وَأْمُرْ أَهْلَكَ بِالصَّلَاةِ وَاصْطَبِرْ عَلَيْهَا ۖ لَا نَسْأَلُكَ رِزْقًا ۖ نَحْنُ نَرْزُقُكَ ۗ وَالْعَاقِبَةُ لِلتَّقْوَىٰ

“Dan perintahkanlah kepada keluargamu mendirikan shalat dan bersabarlah kamu dalam mengerjakannya. Kami tidak meminta rizki kepadamu, Kamilah yang memberi rizki kepadamu. dan akibat (yang baik) itu adalah bagi orang yang bertakwa.” (QS: Toha /20: 132)

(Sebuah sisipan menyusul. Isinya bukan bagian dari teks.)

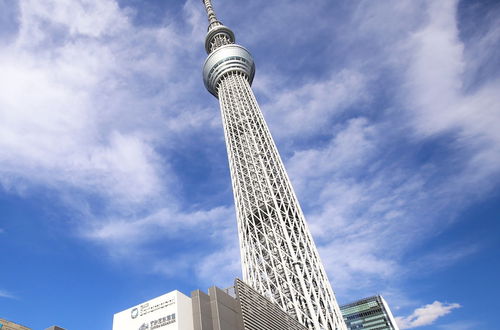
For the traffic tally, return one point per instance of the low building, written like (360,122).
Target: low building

Dan semakna dengan ayat di atas adalah sabda Rasulullah  Shallallahu ‘alaihi wa sallam :

مُرُوا أَوْلاَدَكُمْ بِالصَّلاَةِ وَهُمْ أَبْنَاءُ سَبْعِ سِنِينَ وَاضْرِبُوهُمْ عَلَيْهَا وَهُمْ أَبْنَاءُ عَشْرِ سِنِينَ وَفَرِّقُوا بَيْنَهُمْ فِى الْمَضَاجِعِ

“Perintahkanlah anak-anak kalian shalat ketika berumur tujuh tahun, dan pukullah mereka ketika berumur sepuluh tahun (jika mereka enggan untuk shalat) dan pisahkanlah mereka di tempat-tempat tidur mereka masing-masing.” (HR: Ahmad)

Jika melihat khitob dari dua ayat Al Qur’an dan hadis di atas dapat dilihat bahwa Allah dan Rasulullah ﷺ memerintahkan kepada para orang tua terutama kepada ayah agar menjaga keluarganya dari api neraka. Bagaimana caranya, tentu dengan melakukan ketaatan kepada Allah.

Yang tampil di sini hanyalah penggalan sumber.